Grandma’s family was everything to her. As a mother, stories tell that she was tough but was also an advocate of grace. As a grandmother, she was all grace and intentionality. Even with the entire house crammed with people, she found a way to spend quality time alone with each and every grandchild. She shared stories of her own parents and the admiration she had for them, and it was unbelievably obvious where much of her own spirit developed.
As I look toward my future, and the family I plan to make in this future, I hope to carry her tough love, her passion, and her dedication to this family unit with me. If Lord willing, I am blessed to have my own children one day, I hope I instill in them the faith, values, and adoration I witness in my father, my aunt, and my uncle. But most of all, I hope I can find a way to love my family with the intentionality and grace I was lucky enough receive from her for over 23 years.
It is Phyllis and George. That’s all it has been since they were in middle school. Their dynamic rivals any Nicholas Sparks novel or declaration of love with secret conditions that those of my generation tend to glorify. They are real. They are each other’s partner in life and best friend. One of Grandma’s only fears about death was the idea that in Heaven she would no longer be George Timm’s wife. However, even in her absence, it is impossible to consider a world, even a heaven, where George and Phyllis Timm are anything besides a single unit.

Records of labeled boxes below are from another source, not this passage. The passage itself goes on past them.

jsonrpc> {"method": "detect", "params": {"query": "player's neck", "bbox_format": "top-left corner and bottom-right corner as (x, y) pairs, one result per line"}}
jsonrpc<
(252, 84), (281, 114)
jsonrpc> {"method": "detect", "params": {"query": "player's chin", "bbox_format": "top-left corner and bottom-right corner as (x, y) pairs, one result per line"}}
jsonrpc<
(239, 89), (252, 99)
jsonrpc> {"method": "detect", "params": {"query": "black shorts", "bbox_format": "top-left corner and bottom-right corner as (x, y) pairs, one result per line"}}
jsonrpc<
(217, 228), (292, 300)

On August 4, 2018, I have the immense privilege of entering into a marriage with a man who loves me so well. This is an event I knew my grandma would be unable to attend due to her health, but now, I am sure that she will have the best seat in the house, along with my other two deceased grandparents and Andrew’s grandfather. As I enter this union, I have an incredible model of marriage to look toward, a privilege that so many my age are denied. I grew up witnessing complete codependency is the freest of forms. With this model designed over 67 beautiful years as my guide, I hope to create an unshakeable bond throughout the years to come. I hope to forever value my husband as my partner and my best friend. I hope to develop a beautiful sense of codependency, a word so negatively and mistakenly connotated by culture, on this man that chose me over every other human in the world.
My Grandma’s legacy is a long one, one made up of qualities and wisdom developed over years of learning and circumstance. It is an honor to be Phyllis Timm’s granddaughter, and a privilege to carry on her legacy until the day that I cross that road to see her again.
Rest Easy, Grams. You were, and continue to be, so loved.